O Ministério Público ainda pontuou que “a conduta do adolescente colocou em risco toda a coletividade de alunos e funcionários que estava presente na escola no momento do ataque, somente não tendo alcançado proporções ainda maiores porque foi impedido de prosseguir com seus atos”.
As “circunstâncias evidenciam a impossibilidade, por ora, do jovem permanecer em convívio social”, completou a Promotoria.

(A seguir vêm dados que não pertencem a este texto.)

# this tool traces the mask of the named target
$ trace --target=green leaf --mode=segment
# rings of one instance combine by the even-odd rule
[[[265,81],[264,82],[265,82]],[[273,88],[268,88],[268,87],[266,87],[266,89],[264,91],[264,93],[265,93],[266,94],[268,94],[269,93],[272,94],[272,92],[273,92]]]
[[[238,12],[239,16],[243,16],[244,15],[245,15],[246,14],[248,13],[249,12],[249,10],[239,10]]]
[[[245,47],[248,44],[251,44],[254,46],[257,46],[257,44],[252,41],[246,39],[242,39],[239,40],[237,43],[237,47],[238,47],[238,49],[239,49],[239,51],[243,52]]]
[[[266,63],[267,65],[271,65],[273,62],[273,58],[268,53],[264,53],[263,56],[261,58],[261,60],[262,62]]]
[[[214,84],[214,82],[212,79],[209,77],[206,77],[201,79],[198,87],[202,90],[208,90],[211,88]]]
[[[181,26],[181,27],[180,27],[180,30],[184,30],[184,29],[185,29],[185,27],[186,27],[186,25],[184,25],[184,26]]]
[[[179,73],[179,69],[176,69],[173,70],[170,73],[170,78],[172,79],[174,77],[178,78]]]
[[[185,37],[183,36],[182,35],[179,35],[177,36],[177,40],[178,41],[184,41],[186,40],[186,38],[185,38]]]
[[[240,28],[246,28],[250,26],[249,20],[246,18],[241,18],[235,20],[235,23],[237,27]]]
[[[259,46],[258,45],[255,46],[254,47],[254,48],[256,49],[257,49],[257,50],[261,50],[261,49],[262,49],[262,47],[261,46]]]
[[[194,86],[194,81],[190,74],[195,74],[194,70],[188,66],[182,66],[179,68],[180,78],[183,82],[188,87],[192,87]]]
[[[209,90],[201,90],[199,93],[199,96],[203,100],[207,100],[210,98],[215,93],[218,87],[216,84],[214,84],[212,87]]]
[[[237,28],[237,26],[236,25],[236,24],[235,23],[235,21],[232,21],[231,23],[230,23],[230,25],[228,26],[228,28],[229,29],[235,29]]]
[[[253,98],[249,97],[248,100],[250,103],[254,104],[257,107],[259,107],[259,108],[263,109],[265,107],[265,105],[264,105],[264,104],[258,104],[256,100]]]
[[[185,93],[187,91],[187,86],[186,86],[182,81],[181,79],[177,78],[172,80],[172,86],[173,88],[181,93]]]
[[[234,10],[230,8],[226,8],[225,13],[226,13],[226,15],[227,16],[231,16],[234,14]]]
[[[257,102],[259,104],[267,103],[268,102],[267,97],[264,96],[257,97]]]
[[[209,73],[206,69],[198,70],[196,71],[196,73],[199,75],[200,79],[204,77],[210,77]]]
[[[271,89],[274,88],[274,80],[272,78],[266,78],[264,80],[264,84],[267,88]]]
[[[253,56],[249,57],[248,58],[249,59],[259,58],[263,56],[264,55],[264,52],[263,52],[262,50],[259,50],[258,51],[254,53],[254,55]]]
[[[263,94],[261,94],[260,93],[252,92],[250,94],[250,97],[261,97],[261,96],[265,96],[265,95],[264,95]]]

O jovem foi apreendido em flagrante na segunda e encaminhado para o 34° Distrito Policial (DP), na Vila Sônia, onde prestou depoimento. Pouco depois das 18h, o adolescente foi levado para o Instituto Médico Legal, na Vila Leopoldina, e foi transferido em seguida para o centro provisório da Fundação Casa, no Brás.
ESTUDANTES REALIZAM VÍGILIA
Estudantes, professores e lideranças estudantis realizaram uma vigília na porta da Escola Estadual Thomazia Montoro na manhã desta terça-feira (28). A professora Elizabeth Tenreiro, de 71, morta após ser esfaqueada pelo estudante, foi homenageada.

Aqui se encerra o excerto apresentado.